La grève du 19 novembre a surpris le gouvernement. Celui-ci a laissé Luc Barthassat s'exprimer dans la presse, sans lui témoigner un quelconque soutien. Pierre Maudet, avec son sens politique très aiguisé, a permis à son collègue des Transports d'annoncer que la police pourrait intervenir auprès des grévistes si des débordements devaient se produire. Mais le ministre de la Police n'a bien sûr jamais confirmé cet accord. Au contraire, le gouvernement a laissé Luc Barthassat annoncer ce qu'ils ont convenu, pour ensuite le recadrer à demi-mots. Pourquoi? La réponse est assez simple: les ministres préparent déjà la succession de 2018. C'est de la basse politique, mais c'est assez habituel. Il doit y avoir un maillon faible dans le gouvernement, un siège doit être menacé. Les libéraux-radicaux aimeraient bien récupérer le troisième siège qu'ils ont perdu l'an dernier. Il y a un démocrate-chrétien de trop, et c'est évidemment Luc Barthassat, puisque Serge Dal Busco est fait du même moule que ses deux collègues radicaux.

Il faut dire que Luc Barthassat n'est pas très facile à vivre. Il ne se laisse pas faire, il gueule et il le fait savoir. Omniprésent dans la presse et sur les réseaux sociaux, le ministre agrarien est populaire. Le problème, c'est qu'il ne se laisse pas facilement maîtriser. Et ça agace profondément ses collègues. Pour la petite histoire, lorsque le ministre des Transports s'est exprimé jeudi soir au Grand Conseil, s'énervant contre Eric Stauffer, Mauro Poggia, Antonio Hodgers et François Longchamp se sont réunis devant la tribune de l'Exécutif. L'image était cinglante. D'un côté, trois ministres, debout, qui parlent vraisemblablement de la prestation de leur collègue qui lui est seul et assis. On ne fait pas mieux en termes d'image. C'est puissant et ça en dit beaucoup.

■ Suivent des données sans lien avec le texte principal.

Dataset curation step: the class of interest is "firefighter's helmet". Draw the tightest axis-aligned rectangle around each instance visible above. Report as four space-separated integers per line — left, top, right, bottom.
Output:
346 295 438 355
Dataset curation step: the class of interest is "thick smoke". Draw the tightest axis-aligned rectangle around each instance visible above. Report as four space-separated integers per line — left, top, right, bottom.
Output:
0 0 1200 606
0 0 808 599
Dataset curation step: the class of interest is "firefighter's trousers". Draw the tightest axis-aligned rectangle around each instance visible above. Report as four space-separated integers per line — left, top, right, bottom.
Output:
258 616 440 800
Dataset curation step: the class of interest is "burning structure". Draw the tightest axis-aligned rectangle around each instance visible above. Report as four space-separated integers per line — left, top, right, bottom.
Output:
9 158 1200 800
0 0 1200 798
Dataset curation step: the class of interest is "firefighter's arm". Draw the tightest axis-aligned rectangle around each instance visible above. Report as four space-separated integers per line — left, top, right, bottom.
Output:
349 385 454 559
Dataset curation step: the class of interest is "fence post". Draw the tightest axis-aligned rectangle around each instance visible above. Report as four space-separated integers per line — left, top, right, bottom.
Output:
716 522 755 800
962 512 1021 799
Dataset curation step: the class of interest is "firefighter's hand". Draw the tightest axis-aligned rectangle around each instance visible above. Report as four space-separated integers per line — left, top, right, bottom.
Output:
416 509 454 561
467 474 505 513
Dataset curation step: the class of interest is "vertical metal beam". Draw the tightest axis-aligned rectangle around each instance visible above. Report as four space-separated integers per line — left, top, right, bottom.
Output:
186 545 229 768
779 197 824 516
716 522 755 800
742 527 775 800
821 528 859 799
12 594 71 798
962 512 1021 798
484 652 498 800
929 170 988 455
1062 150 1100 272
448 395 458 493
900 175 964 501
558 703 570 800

Bref, le conflit social aux TPG était un excellent prétexte pour que les hostilités sortent au grand jour (car elles ont commencé bien avant). Une fois encore, c'est le responsable des Transports qui va morfler (la précédente législature, c'était la Verte Michèle Künzler). Un département compliqué, et surtout surexposé au sein de la population. La cible est toute trouvée. Pour terminer, on envoie le chien fou Eric Stauffer régler son compte à Barthassat. Une première fois en tant que rapporteur de majorité. Une deuxième dans un débat dans l'émission Forum de la RTS contre le président du PDC genevois Sébastien Desfayes. Eric Stauffer croit-il qu'on ne l'a pas vu discuter, à plusieurs reprises, avec François Longchamp ces derniers jours? La ficelle est un peu grosse. Toutefois, il faut un bouc émissaire, et force est de constater que le gouvernement s'est mis en ordre de marche pour marginaliser l'un de ses membres. Mais ça reste un jeu dangereux, Luc Barthassat est sanguin et lui tendre des pièges pourrait l'énerver. Les règlements de compte que l'on souhaiterait discrets pourraient rapidement émerger sur la place publique.